Speak Drank the Entire Minibar, Then Threw It Out the Window
[Editor's note: Weekly scribe Jeff Weiss's column, "Bizarre Ride," appears on West Coast Sound every Wednesday. His archives are available here.]
Credit: Brass Speak
Speak!'s stage name is a command. If it weren't for rap, he could find an alternate calling as a cable news pundit, sleazy televangelist or fútbol comentarista. If there's a subject on which he lacks an opinion, just give him a few seconds to prepare.
Here's the abridged list of subjects covered in our 90-minute conversation: Neil Sedaka, Motown, English soccer, Andre Agassi's hair plugs, and that time he was on acid at Coachella and almost fought A$AP Rocky.

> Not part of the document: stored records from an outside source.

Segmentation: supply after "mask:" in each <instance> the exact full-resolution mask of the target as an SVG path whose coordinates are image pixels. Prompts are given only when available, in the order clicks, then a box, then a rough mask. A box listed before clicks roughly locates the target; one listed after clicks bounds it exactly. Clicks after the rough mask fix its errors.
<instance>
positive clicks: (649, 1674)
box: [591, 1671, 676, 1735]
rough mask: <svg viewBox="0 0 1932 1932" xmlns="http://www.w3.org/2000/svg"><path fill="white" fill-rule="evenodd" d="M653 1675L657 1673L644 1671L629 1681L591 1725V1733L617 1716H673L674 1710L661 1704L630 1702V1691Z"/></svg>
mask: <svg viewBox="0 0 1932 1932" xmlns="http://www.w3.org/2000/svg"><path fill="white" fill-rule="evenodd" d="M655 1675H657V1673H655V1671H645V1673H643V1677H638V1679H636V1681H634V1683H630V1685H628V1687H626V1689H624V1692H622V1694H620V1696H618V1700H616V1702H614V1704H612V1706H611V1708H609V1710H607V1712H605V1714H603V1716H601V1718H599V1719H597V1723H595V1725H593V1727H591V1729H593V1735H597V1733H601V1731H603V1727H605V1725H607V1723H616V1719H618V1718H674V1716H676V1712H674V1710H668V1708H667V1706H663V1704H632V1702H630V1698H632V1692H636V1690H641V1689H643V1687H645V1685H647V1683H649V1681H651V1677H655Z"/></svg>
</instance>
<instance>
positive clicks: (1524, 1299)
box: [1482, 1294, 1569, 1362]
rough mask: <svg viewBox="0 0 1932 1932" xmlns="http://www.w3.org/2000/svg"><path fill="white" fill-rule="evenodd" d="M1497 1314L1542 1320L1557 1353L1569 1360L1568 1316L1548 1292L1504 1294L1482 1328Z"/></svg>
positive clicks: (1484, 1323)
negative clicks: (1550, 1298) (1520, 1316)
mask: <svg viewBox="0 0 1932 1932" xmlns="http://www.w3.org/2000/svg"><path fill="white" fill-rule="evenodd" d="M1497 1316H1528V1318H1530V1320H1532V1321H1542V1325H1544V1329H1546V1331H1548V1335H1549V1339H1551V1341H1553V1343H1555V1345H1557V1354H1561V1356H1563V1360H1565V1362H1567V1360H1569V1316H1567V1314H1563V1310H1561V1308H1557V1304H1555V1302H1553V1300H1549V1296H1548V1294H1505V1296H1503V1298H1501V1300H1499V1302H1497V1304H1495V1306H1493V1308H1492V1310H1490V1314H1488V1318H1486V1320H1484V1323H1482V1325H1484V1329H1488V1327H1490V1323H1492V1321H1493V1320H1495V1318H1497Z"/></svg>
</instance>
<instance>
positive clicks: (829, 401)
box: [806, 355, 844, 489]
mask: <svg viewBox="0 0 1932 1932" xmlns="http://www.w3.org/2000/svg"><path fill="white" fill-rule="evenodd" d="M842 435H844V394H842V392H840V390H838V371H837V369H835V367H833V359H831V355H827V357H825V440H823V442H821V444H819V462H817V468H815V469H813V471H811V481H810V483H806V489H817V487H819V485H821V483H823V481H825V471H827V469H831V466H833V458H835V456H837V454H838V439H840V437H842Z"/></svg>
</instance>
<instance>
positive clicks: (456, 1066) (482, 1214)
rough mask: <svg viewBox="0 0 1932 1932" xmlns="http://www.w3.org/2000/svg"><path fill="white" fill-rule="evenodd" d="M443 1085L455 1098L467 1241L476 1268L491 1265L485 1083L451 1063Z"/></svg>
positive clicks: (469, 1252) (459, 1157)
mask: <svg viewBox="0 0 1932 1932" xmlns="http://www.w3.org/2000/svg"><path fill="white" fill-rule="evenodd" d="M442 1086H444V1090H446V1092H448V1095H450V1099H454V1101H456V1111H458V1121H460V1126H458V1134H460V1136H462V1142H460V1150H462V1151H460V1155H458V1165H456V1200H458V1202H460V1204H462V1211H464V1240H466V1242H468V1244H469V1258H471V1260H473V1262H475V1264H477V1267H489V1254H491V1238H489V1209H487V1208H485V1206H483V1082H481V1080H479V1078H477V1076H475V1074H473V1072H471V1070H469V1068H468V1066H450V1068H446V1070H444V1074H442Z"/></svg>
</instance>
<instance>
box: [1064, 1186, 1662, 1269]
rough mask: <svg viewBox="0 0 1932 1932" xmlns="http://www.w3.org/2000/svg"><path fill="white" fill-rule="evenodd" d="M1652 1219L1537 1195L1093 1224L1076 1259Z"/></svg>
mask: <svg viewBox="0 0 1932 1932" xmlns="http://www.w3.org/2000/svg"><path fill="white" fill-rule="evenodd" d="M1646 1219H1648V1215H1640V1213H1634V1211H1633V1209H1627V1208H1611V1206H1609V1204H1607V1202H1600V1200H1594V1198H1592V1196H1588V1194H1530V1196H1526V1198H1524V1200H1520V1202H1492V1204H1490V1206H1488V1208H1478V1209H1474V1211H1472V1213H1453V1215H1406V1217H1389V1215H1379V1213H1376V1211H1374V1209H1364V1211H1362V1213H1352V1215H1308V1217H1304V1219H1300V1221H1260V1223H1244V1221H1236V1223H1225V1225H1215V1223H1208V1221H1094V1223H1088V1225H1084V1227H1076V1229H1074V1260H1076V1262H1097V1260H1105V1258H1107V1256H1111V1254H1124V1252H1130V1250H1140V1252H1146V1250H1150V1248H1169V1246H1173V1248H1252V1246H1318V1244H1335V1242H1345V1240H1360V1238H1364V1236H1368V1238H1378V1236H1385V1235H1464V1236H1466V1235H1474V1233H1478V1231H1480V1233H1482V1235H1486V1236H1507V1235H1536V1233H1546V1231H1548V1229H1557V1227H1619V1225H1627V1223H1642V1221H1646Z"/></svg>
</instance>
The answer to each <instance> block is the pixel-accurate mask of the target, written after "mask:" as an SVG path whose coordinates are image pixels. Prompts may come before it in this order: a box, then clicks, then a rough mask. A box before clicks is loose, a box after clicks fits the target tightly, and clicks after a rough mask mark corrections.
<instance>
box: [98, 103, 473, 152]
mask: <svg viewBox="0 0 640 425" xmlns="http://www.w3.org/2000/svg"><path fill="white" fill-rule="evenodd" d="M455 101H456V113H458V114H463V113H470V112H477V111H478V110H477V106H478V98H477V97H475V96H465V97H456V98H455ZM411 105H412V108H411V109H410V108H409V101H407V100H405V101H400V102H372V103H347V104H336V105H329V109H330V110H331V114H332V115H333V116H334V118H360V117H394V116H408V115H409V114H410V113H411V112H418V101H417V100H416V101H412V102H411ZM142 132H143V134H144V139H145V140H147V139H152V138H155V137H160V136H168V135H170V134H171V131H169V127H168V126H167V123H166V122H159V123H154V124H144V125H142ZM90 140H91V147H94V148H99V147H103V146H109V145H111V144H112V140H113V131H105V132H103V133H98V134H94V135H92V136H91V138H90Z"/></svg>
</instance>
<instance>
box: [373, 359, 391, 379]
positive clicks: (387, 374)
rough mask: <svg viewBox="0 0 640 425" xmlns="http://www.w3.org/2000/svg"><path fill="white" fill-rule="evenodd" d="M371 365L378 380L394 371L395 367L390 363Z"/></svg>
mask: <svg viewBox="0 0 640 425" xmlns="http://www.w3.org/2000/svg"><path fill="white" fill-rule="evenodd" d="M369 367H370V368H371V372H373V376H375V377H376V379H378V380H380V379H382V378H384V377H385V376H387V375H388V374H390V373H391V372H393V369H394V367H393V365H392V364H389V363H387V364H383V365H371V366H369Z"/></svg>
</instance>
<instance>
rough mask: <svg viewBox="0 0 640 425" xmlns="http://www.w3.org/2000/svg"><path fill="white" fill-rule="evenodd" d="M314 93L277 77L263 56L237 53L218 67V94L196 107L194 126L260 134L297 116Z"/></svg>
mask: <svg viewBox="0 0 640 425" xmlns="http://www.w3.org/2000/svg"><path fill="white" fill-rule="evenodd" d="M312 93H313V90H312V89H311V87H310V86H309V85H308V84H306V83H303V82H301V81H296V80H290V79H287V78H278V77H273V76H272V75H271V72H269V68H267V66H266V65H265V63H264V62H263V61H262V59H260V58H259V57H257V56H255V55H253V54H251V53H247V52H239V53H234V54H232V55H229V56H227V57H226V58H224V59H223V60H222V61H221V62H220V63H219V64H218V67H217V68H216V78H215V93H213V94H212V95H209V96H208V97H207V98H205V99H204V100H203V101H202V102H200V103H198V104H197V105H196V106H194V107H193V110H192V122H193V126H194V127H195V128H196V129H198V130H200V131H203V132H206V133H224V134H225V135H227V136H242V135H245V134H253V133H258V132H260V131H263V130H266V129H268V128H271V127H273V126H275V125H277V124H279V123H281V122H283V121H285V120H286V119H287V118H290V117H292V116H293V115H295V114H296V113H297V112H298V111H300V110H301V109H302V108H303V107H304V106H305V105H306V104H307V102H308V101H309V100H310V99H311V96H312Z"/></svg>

The half-Jewish, half-Mexican rapper looks like a cross between Jesus and Jeffrey "The Dude" Lebowski, talks with the swaggering villainy of pro wrestling legend Bobby "The Brain" Heenan, and writes singularly absurd and imagistic punch lines about having sex while wearing a Bluetooth.
"Whether I'm making music or walking to the store to get milk, I do it with confidence," he says in the lavishly appointed three-bedroom apartment that he shares in a Beverly Hills-adjacent neighborhood. There are flatscreen TVs, strewn Xbox games and a dog named Gucci, the Leisure Pup.
Speak! is wearing a thrift-shop Russian hockey jersey, plaid shorts and dappled Diamond Supply socks.
"I have memorable lines that the kids scream at the shows, but they all come super quick," Speak!, 26, says. "Bam ... bam ... bam ... like Mike Tyson storming out in the first round to hit you with a big hook."
Speak!'s most famous lines were mouthed by Kreayshawn. He wrote her lone hit, "Gucci Gucci," which triggered a million-dollar deal (for her) and a battle over publishing (for him).
"It was a bummer, but that's what lawyers are for," he shrugs.
The Moreno Valley-raised artist eventually won his royalties and drew interest from major labels and marquee artists.
He worked with Juicy J and Timbaland. Atlantic Records recruited him to write for Plies and B.o.B. Universal offered a solo artist deal. It ended with a refrigerator thrown out the window of a five-star New York hotel.